Research from Dataforce indicates that the number of new electric vehicles registered by Chinese automakers like BYD Co. and SAIC Motor Corp.’s MG in the EU dropped by 45% in July compared to June. This decline could have been exacerbated by manufacturers rushing to deliver EVs to dealers before the additional levies were imposed on July 5.
The provisional tariffs, which escalated import duties to as high as 48%, are intended to protect a significant EU industry from Chinese competitors benefiting from structural advantages in critical areas like battery technology, supported by state subsidies.
Amid ongoing political tensions, Beijing has threatened retaliatory actions during negotiations to address the issue.
The Chinese brands did not deviate significantly from the 36% decline in EV sales observed across the 16 countries monitored by Dataforce. In addition to Chinese manufacturers, BMW, Stellantis, and Tesla also import Chinese-made EVs that are impacted by the added EU tariffs.

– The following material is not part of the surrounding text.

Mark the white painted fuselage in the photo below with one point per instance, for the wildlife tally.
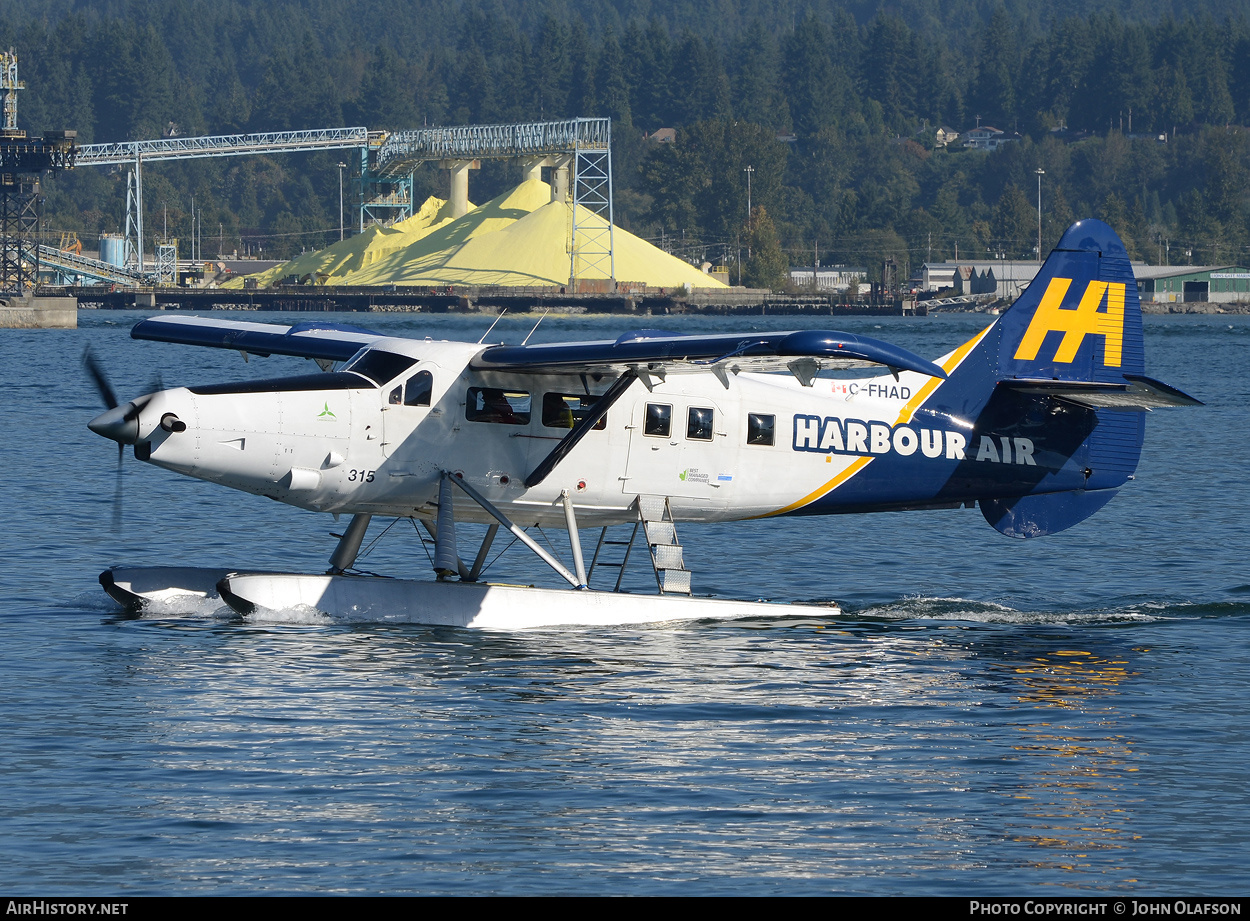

Meanwhile, the impact was less significant for Western companies, as they adopted a more cautious approach in managing their inventory, as noted by auto analyst Matthias Schmidt.
The introduction of the new tariffs followed an EU investigation that revealed China’s subsidies to its EV industry were causing economic harm to the EU automakers. Notable Chinese manufacturers like MG, Geely Automobile Holdings Ltd. (owner of Volvo), and BYD now face additional duties, with the tariffs set to become permanent in November unless a resolution is reached between Brussels and Beijing.
The tariff discussions coincide with a global slowdown in EV growth, influencing manufacturers worldwide. EU policymakers are striving to strike a balance between preserving jobs and achieving the objective of phasing out new fossil fuel cars by 2035.